This is the mail archive of the
gcc-patches@gcc.gnu.org
mailing list for the GCC project.
Re: [PATCH] match.pd: optimize unsigned mul overflow check
- From: Alexander Monakov <amonakov at ispras dot ru>
- To: Marc Glisse <marc dot glisse at inria dot fr>
- Cc: gcc-patches at gcc dot gnu dot org
- Date: Mon, 30 May 2016 10:14:30 +0300 (MSK)
- Subject: Re: [PATCH] match.pd: optimize unsigned mul overflow check
- Authentication-results: sourceware.org; auth=none
- References: <alpine dot LNX dot 2 dot 20 dot 1605282232330 dot 2043 at monopod dot intra dot ispras dot ru> <alpine dot DEB dot 2 dot 20 dot 1605292303050 dot 1983 at laptop-mg dot saclay dot inria dot fr>
On Sun, 29 May 2016, Marc Glisse wrote:
> On Sat, 28 May 2016, Alexander Monakov wrote:
>
> > For unsigned A, B, 'A > -1 / B' is a nice predicate for checking whether
> > 'A*B'
> > overflows (or 'B && A > -1 / B' if B may be zero). Let's optimize it to an
> > invocation of __builtin_mul_overflow to avoid the divide operation.
>
> I forgot to ask earlier: what does this give for modes / platforms where
> umulv4 does not have a specific implementation? Is the generic implementation
> worse than A>-1/B, in which case we may want to check optab_handler before
> doing the transformation? Or is it always at least as good?

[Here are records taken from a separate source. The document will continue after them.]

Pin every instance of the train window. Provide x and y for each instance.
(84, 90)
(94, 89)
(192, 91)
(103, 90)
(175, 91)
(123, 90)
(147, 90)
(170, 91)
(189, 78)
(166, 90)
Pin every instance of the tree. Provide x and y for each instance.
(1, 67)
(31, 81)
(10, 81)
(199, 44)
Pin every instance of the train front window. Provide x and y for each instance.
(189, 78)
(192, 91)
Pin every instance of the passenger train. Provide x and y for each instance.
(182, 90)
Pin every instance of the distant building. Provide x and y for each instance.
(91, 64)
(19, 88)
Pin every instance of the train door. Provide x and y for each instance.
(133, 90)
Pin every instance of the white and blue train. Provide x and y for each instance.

If umulv<mode>4 is unavailable (which today is everywhere except x86), gcc
falls back as follows. First, it tries to see if doing a multiplication in a
2x wider type is possible (which it usually is, as gcc supports __int128_t on
64-bit platforms and 64-bit long long on 32-bit platforms), then it looks at
high bits of the 2x wide product. This should boil down to doing a 'high
multiply' instruction if original operands' type matches register size, and a
normal multiply + masking high bits if the type is smaller than register.
Second, if the above fails (e.g. with 64-bit operands on a 32-bit platform),
then gcc emits a sequence that performs the multiplication by parts in a 2x
narrower type.
I think the first, more commonly taken, fallback path results in an
always-good code. In the second case, the eliminated 64-bit divide is unlikely
to have a direct hw support; e.g., on i386 it's a library call to __udivdi3.
This makes the transformation a likely loss for code size, a likely win for
performance. It could be better if GCC could CSE REALPART (IFN_MUL_OVERFLOW)
with A*B on gimple.
Thanks.
Alexander